National Asset Management Agency - Annual Report 2013

Balance at the beginning of the year 3,263,422 2,751,266

Increase in specific provision 847,227 1,016,647
Release of specific provision (295,026) (419,189)
Increase/(release) in collective provision 309,637 (85,302)
Total movement in provision 861,838 512,156

Balance at the end of the year 4,125,260 3,263,422

Recognised in the income statement 914,345 517,841
Recognised against loans and receivables (52,507) (5,685)
861,838 512,156

Analysed as:
Specific impairment 3,302,773 2,750,572
Collective impairment 822,487 512,850
4,125,260 3,263,422

The impairment provision for each specifically assessed debtor connection is calculated as the difference between the carrying value of each debtor connection's total loans and the present value of expected future cash flows for the connection.

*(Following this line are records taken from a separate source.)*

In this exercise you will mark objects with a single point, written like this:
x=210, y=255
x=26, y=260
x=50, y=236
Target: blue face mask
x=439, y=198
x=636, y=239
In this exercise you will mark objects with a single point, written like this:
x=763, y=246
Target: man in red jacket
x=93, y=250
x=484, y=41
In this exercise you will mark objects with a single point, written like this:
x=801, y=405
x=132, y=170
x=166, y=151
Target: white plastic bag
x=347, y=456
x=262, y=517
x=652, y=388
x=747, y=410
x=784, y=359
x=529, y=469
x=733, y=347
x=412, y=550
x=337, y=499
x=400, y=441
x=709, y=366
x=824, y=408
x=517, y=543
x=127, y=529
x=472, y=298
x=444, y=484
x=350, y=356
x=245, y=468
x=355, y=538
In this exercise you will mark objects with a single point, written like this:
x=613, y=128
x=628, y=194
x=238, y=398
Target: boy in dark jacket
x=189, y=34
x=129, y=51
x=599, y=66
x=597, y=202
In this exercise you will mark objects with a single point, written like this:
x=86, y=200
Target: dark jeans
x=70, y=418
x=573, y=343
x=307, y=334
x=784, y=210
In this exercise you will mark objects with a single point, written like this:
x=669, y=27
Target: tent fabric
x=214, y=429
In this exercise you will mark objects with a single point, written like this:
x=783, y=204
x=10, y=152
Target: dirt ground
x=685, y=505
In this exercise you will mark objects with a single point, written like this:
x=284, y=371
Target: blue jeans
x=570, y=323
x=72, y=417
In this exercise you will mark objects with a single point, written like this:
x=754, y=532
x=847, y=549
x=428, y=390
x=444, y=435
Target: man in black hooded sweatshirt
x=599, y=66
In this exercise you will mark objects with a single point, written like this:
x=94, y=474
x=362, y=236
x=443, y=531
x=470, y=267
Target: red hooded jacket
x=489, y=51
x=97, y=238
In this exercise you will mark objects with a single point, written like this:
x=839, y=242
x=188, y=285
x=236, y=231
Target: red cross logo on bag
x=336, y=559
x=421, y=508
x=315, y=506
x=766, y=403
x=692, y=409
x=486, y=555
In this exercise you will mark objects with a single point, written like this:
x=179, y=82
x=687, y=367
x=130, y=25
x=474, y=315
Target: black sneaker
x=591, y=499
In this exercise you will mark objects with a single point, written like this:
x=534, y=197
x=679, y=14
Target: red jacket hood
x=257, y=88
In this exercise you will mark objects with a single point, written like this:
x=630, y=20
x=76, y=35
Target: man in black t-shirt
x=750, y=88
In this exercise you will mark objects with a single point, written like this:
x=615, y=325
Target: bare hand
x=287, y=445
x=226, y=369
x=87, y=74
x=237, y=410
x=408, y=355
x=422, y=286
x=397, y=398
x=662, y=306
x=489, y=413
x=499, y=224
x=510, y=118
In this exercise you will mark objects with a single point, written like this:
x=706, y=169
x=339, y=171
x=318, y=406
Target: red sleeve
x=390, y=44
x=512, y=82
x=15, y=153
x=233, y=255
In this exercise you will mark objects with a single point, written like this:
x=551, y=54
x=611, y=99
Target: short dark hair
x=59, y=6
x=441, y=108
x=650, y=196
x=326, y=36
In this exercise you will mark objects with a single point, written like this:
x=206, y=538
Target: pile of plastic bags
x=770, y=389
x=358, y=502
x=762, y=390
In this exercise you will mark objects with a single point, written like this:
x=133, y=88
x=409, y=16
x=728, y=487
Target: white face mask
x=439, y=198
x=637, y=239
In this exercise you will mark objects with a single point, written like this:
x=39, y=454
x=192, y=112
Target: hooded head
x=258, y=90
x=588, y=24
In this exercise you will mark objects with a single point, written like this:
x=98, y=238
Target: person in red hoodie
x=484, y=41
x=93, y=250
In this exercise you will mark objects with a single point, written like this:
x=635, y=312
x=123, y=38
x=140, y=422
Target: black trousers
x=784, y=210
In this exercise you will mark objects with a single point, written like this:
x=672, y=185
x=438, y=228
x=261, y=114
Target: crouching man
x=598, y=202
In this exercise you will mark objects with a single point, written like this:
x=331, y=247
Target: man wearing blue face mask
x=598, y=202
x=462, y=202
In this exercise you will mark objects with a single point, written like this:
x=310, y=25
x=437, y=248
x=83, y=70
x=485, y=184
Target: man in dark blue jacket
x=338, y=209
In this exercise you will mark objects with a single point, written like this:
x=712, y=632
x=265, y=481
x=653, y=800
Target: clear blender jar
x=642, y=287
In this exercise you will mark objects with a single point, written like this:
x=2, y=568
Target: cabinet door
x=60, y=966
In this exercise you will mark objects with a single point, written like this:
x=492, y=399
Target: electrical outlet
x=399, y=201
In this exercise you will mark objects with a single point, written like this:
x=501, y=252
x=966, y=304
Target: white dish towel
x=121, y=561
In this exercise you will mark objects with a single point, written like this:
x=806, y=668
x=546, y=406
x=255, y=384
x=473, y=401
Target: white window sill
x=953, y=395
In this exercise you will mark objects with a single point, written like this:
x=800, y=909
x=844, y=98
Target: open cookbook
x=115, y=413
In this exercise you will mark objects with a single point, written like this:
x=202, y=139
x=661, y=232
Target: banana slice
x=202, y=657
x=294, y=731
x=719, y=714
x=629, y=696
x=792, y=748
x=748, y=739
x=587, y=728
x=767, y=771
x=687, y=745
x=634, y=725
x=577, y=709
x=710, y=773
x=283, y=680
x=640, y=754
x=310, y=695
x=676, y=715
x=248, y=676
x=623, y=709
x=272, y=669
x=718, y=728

The increase in the specific provision in 2013 reflects principally the deterioration in the expected cash flows for debtor connections where there has been a reduction in the projected disposal value of property collateral to reflect NAMA's current expectations based on external market conditions and available evidence.

For a number of debtor connections there has been an improvement in the expected cash flows resulting principally from an increase in the expected disposal value or accelerated disposal of property collateral, which has resulted in a release in the impairment provision for these debtor connections.

For the purpose of the collective assessment, NAMA has calculated an impairment loss rate using a sample of cash flows which were prepared in respect of the Participating Institutions managed debtors. This rate is then applied to the Participating Institution managed portfolio to determine the level of collective impairment provision required. The revised method has resulted in an increase in the collective impairment provisioning rate from 12.4% to 23.0% and an increase in the collective provision of €310m to a total collective provision of €822m.

Further information on the impairment of loans and receivables is included in Note 3, Critical accounting estimates and judgements, Note 20, Loans and receivables and Note 23, Credit Risk.